Appointed Music Director of the Belgian National Orchestra in 2017, Wolff was principal conductor of the Frankfurt Radio Orchestra from 1997 to 2006. Together they toured Europe, Japan and China and appeared at the Salzburg Festival.
From 1988 to 2000, Wolff was principal conductor of the Saint Paul Chamber Orchestra, with whom he recorded extensively and toured the United States, Europe and the Far East.
A conductor whose interests span baroque performance practice to the championing of new works, he began his professional career in 1979 as associate conductor of the National Symphony Orchestra under Mstislav Rostropovich.
Wolff has recorded more than fifty discs, including the complete Beethoven symphonies and collaborations with Mstislav Rostropovich, Yo-Yo Ma, Joshua Bell, Hilary Hahn, and jazz guitarist John Scofield.
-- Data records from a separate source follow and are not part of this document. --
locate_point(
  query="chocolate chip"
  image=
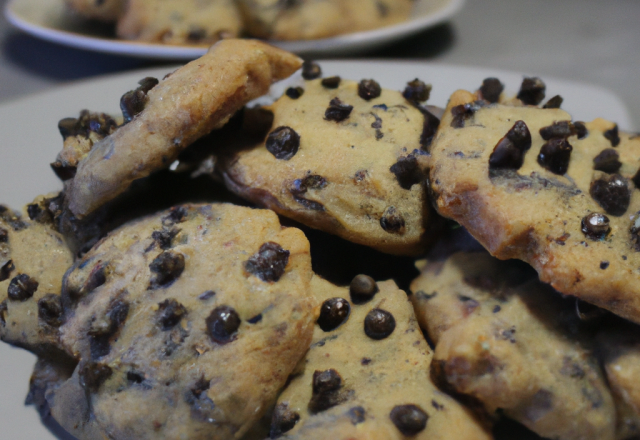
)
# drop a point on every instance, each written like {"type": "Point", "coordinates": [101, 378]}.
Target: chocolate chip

Three times nominated for a Grammy Award, Wolff won the 2001 Cannes Classical Award.
Born in Paris to American parents, Wolff graduated from Harvard College, studied piano with Leon Fleisher, composition with George Crumb and Olivier Messiaen, and conducting with Charles Bruck. For the last decade he has been deeply involved in music education, teaching conducting at Boston’s New England Conservatory.